Longhorn is also suposed to offer improvements to graphics subsystem that exploits 3D graphics to substantially improve the display of both text and graphics.
Is this ture? Will it make any differences at all, or no?
Thanks,
Drag
Jimstep
02-01-2003, 10:25 AM
There's always something bigger and better on the horizon...
Slade54
02-01-2003, 01:30 PM
Ok, WindowsXP and AthlongXP just happen to have the same name, it means absolutely nothing. They are not connected in any way but appearence. The only way they may be connected is AMD decided to tag on XP so ppl would THINK that is was better with WindowsXP then Intel, basicly a martketing gimick.
And i would assume Longhorn would have 64bit AMD support, but that doesnt matter cuz a 64bit WindowsXP ver is supposed to be coming out, and there are also linux versions you can get that have 64bit support.
And yes, Longhorn is suppposed to have an actual 3D graphical interface.
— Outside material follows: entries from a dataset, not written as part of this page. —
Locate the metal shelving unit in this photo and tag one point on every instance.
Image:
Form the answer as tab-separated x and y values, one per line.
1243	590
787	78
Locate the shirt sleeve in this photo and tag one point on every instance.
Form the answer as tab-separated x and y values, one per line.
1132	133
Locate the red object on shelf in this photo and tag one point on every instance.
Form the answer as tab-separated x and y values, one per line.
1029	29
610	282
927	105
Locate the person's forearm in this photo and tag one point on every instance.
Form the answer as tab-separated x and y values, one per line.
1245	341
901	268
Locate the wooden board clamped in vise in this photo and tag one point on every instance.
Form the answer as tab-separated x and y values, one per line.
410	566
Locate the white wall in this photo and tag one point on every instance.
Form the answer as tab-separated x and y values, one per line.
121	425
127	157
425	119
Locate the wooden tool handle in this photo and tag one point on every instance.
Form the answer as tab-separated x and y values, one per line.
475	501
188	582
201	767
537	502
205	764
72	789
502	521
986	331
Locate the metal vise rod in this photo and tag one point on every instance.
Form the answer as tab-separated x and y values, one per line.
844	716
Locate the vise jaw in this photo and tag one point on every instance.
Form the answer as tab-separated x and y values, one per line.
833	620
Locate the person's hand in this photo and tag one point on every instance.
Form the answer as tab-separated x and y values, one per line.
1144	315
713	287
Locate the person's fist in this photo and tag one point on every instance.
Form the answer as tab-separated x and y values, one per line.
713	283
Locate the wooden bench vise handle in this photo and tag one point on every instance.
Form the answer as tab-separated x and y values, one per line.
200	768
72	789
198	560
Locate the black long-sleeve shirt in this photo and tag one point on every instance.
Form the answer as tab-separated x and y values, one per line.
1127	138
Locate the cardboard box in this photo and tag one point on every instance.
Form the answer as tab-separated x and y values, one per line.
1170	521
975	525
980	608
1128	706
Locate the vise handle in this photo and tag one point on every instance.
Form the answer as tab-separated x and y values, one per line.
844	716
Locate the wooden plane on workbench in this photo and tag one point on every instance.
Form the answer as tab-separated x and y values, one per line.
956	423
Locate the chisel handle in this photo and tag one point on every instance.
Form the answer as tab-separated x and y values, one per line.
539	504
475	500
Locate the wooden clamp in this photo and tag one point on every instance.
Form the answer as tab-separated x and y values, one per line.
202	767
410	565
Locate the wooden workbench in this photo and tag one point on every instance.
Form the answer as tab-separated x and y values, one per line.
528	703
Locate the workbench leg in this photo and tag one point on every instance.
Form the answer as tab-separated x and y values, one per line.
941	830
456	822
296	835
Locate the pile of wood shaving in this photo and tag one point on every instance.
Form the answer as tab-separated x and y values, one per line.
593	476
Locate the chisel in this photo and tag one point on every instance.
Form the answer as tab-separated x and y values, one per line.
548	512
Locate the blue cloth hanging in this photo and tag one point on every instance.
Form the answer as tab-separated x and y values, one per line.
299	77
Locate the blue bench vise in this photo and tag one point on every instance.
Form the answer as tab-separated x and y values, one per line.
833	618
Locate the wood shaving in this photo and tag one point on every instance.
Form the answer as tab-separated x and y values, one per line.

This is basicly another marketing thing (IMO) where they can make it look really nice, with tons of eye candy, than have the OEMs sell inferior computers that cant handle it. (like the ones today selling XP with only 128mb ram and a cheap @$$ graphics cards, or integrated for that matter)
genesound
02-01-2003, 03:47 PM
This could be a boone for Mac as well as Linux.
dragflameson
02-01-2003, 08:29 PM
Ahhh I don't know what to think anymore now. I am almost done building another computer for my room now which I will dual boot with Windows 2000 Pro and Mandrake, this way I can start getting used to Linux.